3072 dimensional output: High-dimensional embedding vectors with nearly 4 times more tokens than previous embedding models.
Matryoshka Representation Learning (MRL): MRL allows developers to truncate the original 3072-dimensional vector to reduce storage costs. Simply put, MRL technology allows users to sacrifice a portion of precision in exchange for storage space savings.
Extended language support: The number of supported languages has doubled to over 100.
Harmonization model: The model surpasses in quality Google's previously released task-specific, multilingual, plain English and code-specific models.

Although currently in an experimental phase with limited capacity, this release provides developers with the opportunity to explore early gemini-embedding-exp-03-07 Capability Opportunities. As with all experimental models, it's subject to change.Google says it's working toward a stable and generally available version in the coming months.
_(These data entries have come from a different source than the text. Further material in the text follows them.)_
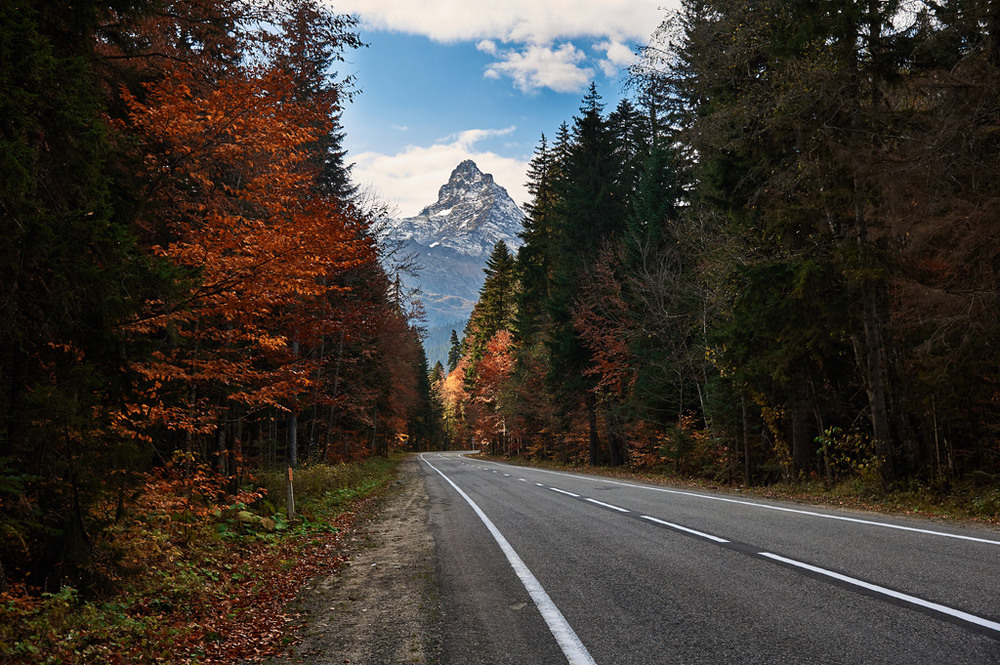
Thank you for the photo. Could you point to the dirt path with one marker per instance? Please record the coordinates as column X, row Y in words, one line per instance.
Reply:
column 382, row 608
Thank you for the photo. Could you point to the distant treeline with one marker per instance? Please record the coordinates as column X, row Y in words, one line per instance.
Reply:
column 779, row 259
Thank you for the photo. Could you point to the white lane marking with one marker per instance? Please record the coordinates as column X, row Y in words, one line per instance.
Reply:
column 566, row 637
column 608, row 505
column 685, row 529
column 783, row 509
column 958, row 614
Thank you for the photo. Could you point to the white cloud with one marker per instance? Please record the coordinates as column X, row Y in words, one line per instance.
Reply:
column 543, row 67
column 618, row 56
column 528, row 31
column 410, row 179
column 526, row 21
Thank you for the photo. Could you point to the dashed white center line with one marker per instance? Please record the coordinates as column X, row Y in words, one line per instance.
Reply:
column 608, row 505
column 685, row 529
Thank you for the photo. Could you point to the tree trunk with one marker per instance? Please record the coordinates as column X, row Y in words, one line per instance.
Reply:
column 801, row 441
column 595, row 442
column 746, row 442
column 293, row 440
column 616, row 448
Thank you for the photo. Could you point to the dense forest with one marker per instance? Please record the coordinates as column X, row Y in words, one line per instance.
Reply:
column 191, row 289
column 777, row 259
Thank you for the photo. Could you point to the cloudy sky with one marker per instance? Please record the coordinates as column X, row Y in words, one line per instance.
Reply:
column 448, row 80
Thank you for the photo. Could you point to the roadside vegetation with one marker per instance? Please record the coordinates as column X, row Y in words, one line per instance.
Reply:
column 197, row 573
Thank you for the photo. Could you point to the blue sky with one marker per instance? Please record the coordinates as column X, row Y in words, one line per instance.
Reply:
column 447, row 80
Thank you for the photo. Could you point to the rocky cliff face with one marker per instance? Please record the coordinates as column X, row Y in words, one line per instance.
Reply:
column 471, row 214
column 452, row 238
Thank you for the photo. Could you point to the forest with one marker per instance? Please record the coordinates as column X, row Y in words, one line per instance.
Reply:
column 776, row 260
column 192, row 291
column 773, row 261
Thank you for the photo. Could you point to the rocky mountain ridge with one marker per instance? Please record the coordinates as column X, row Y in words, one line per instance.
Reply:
column 452, row 238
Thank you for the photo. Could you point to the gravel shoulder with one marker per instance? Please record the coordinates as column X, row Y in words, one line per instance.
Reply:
column 382, row 606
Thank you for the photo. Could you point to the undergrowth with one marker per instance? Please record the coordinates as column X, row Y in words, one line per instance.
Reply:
column 203, row 575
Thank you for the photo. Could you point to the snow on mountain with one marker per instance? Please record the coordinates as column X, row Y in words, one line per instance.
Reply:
column 453, row 238
column 471, row 214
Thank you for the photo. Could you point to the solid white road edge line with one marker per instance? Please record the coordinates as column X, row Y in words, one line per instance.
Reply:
column 958, row 614
column 685, row 529
column 566, row 637
column 754, row 504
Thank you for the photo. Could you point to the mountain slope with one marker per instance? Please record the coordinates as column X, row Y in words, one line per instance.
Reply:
column 452, row 239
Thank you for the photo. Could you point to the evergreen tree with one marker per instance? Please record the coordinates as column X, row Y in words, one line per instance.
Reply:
column 454, row 351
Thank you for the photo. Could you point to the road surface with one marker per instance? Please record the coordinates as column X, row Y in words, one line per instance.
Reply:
column 540, row 567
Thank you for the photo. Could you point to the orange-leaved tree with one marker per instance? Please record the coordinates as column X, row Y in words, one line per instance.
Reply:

Google is encouraging developers to make their own customizations through the Embedded Feedback Form Provide feedback.

Some users have noted that the model is free during preview, but there are strictspeed limit--5 requests per minute, 100 requests per day. Developers can easily trigger these limits when testing models. Some users have expressed hope that Google will raise these limits soon.

In the Reddit discussion, many users expressed excitement about the release of the new model, describing it as "a bigger deal than people realize". One user commented, "3k dimensional fp32 embedding vectors are huge. I bet you could build a very reasonable decoder with that much data ...... If this model was cheap, I'd probably use it more often than a full-blown large-scale language model. Usually, semantic feature extraction is what you really want."

Another user noted that this model "doesn't have much competition" in the multilingual domain, adding that it is probably best suited for larger blocks of text due to the rate limitation and the dimensionality of the embedding.

[1]: on Vertex AI, the same model is passed through the text-embedding-large-exp-03-07 interface is provided. The naming will be consistent at the time of official release.